Giorgio Parisi, winner of the 2021 Nobel Prize in Physics, has discovered a trick to save money and energy when cooking pasta, but we can’t guarantee that it will appeal to all Italians.
With electricity, gas and food becoming more expensive, people around the world are looking for all sorts of tricks to save money: in Italy, for example, Nobel Prize-winning physicist Giorgio Parisi’s tip to save money on pasta cooking is going viral.
The method is really very simple. Bring the water to the boil, and when you add the pasta, and leave the stove turned on for 2 minutes. Then turn off the stove, cover the pot and let the pasta soften in the still hot water for about a minute longer than the normal cooking time, then drain.
According to Parisi, this method saves about 8 minutes of gas for each pasta cooking, which may not seem like a lot in itself, but is a significant energy saving on an annual basis.
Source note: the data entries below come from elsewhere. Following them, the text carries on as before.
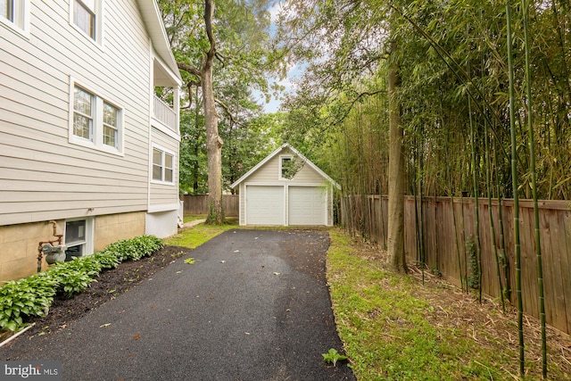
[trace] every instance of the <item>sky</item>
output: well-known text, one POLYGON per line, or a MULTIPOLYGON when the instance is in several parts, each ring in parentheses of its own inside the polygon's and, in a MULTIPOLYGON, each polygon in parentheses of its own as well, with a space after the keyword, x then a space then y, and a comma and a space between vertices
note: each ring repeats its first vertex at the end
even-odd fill
MULTIPOLYGON (((270 27, 270 33, 272 29, 275 30, 274 23, 277 19, 277 12, 279 12, 279 8, 280 8, 279 1, 274 2, 274 4, 269 7, 269 14, 272 21, 272 26, 270 27)), ((284 92, 287 93, 294 88, 295 85, 293 82, 293 80, 294 80, 296 78, 300 78, 302 73, 303 73, 302 67, 297 64, 292 64, 288 68, 287 76, 285 79, 277 81, 276 79, 270 79, 269 83, 273 84, 277 82, 279 85, 285 87, 284 92)), ((264 112, 269 113, 269 112, 276 112, 279 110, 279 106, 281 104, 281 102, 279 99, 276 99, 272 96, 269 103, 266 104, 261 93, 260 93, 259 91, 254 91, 254 96, 260 99, 261 103, 262 103, 264 112)))

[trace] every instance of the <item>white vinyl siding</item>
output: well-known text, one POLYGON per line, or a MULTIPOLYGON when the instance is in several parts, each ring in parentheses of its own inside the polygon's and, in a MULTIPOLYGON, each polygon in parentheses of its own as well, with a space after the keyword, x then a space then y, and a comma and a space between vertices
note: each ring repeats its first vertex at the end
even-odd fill
POLYGON ((0 225, 147 208, 152 49, 138 6, 105 2, 102 49, 70 27, 68 4, 37 2, 29 40, 0 23, 0 225), (122 156, 70 144, 70 77, 120 109, 122 156))

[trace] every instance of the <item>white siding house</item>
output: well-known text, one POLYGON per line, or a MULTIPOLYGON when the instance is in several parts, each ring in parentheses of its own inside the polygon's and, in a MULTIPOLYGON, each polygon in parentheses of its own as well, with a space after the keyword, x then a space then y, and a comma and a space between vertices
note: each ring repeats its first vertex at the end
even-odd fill
POLYGON ((41 242, 176 233, 181 79, 156 2, 0 5, 0 282, 46 266, 41 242))
POLYGON ((231 186, 238 189, 240 225, 259 226, 331 226, 333 188, 340 188, 288 144, 269 154, 231 186))

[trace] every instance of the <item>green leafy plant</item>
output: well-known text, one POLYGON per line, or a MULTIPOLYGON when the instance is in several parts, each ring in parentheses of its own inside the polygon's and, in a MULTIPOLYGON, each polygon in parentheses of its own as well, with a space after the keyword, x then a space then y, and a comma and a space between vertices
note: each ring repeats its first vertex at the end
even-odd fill
POLYGON ((153 236, 125 239, 94 255, 59 262, 47 271, 6 282, 0 287, 0 328, 22 327, 28 318, 46 315, 56 294, 70 298, 87 289, 102 270, 151 255, 162 245, 162 240, 153 236))
POLYGON ((470 275, 468 277, 468 286, 475 290, 480 288, 480 268, 476 255, 476 244, 471 238, 466 240, 466 255, 468 258, 470 275))
POLYGON ((334 348, 329 349, 329 352, 327 353, 321 353, 321 356, 323 356, 325 362, 333 364, 334 367, 337 365, 337 361, 347 360, 347 356, 339 353, 337 350, 334 348))
POLYGON ((44 316, 52 305, 57 281, 47 273, 9 281, 0 288, 0 328, 15 331, 28 316, 44 316))

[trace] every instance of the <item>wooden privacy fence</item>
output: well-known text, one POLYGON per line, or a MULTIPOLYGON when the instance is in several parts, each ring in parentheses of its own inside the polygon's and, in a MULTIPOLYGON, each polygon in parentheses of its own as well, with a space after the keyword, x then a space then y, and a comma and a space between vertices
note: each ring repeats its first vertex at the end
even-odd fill
MULTIPOLYGON (((476 247, 472 244, 477 241, 475 201, 474 198, 424 197, 421 209, 419 201, 415 205, 414 197, 406 196, 404 239, 409 261, 420 258, 418 243, 423 243, 426 266, 459 286, 460 278, 466 279, 467 273, 469 277, 474 271, 470 257, 474 253, 471 247, 476 247)), ((478 199, 482 291, 492 297, 501 296, 497 253, 502 286, 505 288, 508 283, 511 290, 511 302, 516 305, 514 203, 513 200, 501 201, 505 253, 502 251, 497 200, 492 201, 491 208, 492 222, 487 198, 478 199), (492 239, 492 223, 495 240, 492 239)), ((540 201, 539 208, 546 321, 570 334, 571 203, 540 201)), ((342 221, 367 235, 372 241, 385 245, 387 211, 386 196, 346 197, 342 202, 342 221)), ((519 215, 522 302, 525 313, 539 317, 534 204, 531 200, 519 201, 519 215)))
MULTIPOLYGON (((238 217, 238 195, 223 195, 222 209, 226 217, 238 217)), ((180 195, 185 203, 185 215, 207 215, 210 211, 208 195, 180 195)))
Add to this the fact that the average Italian consumes more than 20 kilos of pasta a year and it’s easy to see why this tip has been such a big success.
Of course, there were plenty of critics, especially among well-known chefs. Pasta is sacred in Italy and many chefs have vehemently defended the traditional cooking method.
One Michelin-starred chef, Antonello Colonna, explained that cooking it this way produces a rubbery pasta, while another well-known colleague, Luigi Pomata, called the trick simply ‘disastrous’.
According to food expert David Fairhurst, the most effective way to cook dry pasta is to start by pre-soaking it in cold water for two hours. Then you can cook the pasta in half as much water for a few minutes using a lid.